BREAKING: All Water Officially Has At Least A Little Plastic In It

WASHINGTON, D.C. — In a stunning announcement today, the Global Water Quality Consortium confirmed a total fuckin’ nightmare: every single drop of water on Earth now contains at least a smidge of plastic, ranging from a few microfibers to what experts are calling "a concerning chunk."

“This is a monumental achievement in the field of pollution,” said Dr. Linda Crawley, head of the Plastic Integration Task Force. “Whether it’s your bottled water, tap water, or even the tears you shed over this news, you can rest assured—it’s plastic-rich.”
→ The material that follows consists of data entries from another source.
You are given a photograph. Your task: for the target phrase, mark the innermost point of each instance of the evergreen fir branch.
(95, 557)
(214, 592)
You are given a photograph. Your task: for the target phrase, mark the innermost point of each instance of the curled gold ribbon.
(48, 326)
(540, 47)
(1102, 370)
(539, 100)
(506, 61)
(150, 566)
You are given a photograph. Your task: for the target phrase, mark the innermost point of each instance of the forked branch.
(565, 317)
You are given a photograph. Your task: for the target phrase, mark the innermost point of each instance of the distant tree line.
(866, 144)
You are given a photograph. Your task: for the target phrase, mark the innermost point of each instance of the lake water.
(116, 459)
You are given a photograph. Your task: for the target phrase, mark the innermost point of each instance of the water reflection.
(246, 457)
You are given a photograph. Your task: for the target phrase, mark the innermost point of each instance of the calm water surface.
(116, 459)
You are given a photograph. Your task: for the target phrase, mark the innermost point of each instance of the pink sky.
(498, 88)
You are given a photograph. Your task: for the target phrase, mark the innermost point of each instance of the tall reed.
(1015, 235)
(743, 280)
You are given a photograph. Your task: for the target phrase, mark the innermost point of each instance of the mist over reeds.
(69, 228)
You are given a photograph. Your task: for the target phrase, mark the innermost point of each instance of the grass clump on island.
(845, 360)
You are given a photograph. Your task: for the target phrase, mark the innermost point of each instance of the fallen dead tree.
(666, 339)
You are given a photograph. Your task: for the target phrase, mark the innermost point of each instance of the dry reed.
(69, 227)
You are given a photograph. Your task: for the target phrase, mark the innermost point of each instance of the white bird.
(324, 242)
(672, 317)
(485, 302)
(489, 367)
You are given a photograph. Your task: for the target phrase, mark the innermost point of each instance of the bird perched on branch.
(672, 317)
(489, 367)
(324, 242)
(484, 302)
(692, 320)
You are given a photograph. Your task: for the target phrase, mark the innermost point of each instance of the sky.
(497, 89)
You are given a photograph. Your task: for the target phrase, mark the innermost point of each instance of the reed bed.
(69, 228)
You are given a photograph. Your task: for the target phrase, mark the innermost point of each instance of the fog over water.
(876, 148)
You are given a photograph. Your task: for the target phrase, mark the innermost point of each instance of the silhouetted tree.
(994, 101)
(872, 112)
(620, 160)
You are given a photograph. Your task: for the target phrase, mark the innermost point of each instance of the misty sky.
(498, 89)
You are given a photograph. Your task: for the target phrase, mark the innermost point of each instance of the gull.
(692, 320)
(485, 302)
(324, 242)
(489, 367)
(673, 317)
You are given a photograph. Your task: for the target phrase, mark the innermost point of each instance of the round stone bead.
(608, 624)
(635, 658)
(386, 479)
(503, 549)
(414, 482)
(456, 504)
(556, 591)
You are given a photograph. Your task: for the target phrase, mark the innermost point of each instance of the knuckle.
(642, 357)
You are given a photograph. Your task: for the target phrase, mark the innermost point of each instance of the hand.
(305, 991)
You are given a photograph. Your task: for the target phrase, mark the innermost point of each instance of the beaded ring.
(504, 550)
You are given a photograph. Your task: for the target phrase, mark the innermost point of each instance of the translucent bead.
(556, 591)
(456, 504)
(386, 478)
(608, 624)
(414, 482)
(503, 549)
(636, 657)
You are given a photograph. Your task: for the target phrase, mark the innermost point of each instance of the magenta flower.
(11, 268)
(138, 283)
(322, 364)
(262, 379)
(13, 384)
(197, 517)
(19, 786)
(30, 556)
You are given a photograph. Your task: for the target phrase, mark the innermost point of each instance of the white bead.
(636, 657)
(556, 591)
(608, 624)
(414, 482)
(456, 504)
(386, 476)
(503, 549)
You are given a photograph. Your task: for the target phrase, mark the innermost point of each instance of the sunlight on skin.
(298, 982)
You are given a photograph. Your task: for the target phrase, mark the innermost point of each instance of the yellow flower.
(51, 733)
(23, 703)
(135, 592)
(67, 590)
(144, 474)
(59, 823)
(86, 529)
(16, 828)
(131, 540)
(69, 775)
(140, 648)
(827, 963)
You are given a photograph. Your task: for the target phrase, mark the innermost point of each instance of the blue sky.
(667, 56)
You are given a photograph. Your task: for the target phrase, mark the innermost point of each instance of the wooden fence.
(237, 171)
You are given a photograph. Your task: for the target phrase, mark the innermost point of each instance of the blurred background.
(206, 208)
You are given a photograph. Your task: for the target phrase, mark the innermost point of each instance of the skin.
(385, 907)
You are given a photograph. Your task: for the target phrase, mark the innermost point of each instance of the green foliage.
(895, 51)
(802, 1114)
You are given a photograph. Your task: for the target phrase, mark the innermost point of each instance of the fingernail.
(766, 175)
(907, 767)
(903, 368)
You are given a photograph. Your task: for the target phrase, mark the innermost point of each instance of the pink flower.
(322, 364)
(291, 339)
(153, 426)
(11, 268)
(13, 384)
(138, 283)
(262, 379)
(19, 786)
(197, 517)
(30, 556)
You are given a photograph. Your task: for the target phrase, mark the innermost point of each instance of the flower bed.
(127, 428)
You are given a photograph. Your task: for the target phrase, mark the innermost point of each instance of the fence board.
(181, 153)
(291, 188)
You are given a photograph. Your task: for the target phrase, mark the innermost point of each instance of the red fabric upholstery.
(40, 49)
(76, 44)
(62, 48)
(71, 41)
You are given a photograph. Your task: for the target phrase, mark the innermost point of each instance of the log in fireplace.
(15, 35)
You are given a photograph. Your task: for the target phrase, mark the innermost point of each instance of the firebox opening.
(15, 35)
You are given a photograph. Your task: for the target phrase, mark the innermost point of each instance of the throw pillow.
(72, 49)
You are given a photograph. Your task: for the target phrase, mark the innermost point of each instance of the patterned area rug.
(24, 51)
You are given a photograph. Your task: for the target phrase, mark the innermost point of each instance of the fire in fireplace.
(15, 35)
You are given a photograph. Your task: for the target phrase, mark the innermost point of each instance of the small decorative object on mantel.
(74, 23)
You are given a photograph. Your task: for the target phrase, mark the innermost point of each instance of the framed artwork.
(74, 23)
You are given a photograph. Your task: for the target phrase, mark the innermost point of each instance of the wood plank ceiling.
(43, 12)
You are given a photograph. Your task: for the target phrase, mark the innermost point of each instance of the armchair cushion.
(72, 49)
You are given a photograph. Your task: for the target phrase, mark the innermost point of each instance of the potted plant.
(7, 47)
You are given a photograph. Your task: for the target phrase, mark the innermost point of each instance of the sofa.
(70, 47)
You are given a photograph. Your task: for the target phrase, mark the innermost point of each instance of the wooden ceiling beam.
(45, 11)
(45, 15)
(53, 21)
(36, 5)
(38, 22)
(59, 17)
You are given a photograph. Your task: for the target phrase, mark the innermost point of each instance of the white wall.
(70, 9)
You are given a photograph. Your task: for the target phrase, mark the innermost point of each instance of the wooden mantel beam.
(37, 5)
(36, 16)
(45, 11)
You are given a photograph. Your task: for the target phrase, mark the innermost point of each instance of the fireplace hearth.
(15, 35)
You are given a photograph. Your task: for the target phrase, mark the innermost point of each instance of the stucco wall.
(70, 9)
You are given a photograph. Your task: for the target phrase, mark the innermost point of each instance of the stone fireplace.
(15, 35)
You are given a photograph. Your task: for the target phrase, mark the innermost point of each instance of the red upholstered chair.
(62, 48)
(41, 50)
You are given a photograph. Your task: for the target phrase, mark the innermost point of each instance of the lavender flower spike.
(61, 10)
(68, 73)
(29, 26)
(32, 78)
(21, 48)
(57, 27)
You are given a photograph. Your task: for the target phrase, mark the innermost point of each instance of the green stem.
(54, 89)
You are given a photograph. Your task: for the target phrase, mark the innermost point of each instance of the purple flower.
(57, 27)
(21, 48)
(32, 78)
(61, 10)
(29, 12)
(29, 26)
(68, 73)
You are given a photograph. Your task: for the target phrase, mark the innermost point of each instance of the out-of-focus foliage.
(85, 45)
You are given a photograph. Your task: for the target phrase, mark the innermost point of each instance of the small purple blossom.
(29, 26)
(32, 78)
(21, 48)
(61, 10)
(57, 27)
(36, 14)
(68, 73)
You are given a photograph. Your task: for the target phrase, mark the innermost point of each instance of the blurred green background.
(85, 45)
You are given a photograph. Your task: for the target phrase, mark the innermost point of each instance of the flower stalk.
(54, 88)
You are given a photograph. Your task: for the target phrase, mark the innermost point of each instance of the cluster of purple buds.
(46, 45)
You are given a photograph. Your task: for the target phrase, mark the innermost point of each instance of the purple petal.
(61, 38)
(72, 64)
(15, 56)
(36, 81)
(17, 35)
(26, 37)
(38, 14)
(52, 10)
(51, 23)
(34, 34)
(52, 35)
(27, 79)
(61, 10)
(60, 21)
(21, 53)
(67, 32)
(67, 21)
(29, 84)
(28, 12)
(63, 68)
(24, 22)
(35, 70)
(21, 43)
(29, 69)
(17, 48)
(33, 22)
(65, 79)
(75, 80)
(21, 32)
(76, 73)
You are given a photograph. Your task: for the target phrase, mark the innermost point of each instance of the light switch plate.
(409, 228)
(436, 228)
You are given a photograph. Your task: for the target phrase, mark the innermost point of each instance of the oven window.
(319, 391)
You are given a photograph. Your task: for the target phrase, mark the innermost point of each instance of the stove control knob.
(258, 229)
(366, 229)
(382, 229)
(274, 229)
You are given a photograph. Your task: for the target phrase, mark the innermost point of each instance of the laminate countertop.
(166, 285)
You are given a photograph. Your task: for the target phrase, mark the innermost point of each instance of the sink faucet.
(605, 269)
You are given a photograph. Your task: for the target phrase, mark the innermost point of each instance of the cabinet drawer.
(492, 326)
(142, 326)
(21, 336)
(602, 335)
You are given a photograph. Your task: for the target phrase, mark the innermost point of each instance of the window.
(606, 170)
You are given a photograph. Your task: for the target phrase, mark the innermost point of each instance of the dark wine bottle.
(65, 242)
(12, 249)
The findings come after decades of effort by humans to ensure plastic infiltrates every conceivable corner of the planet, including the Mariana Trench, arctic ice caps, and your $12 artisanal kombucha. Scientists say this is the first time a contaminant has reached 100% global saturation, narrowly beating out glitter and corporate jargon.

“Honestly, I’m relieved,” said area man Trevor Gaines while sipping a crunchy glass of water. “I was tired of wondering whether my water had microplastics or not. Now I know for sure, which makes me feel like at least I know now.”

Corporate leaders for bottles companies were quick to celebrate the news, with one bottled water executive calling it "a great branding opportunity" to market their product as "Enhanced With Premium Microplastics™." Meanwhile, the National Association of Single-Use Plastics issued a statement reading simply: “You’re welcome.”

In related news, scientists predict that by 2030, humans will evolve to digest plastic entirely, paving the way for "eco-friendly" snacks like biodegradable straws and six-pack rings.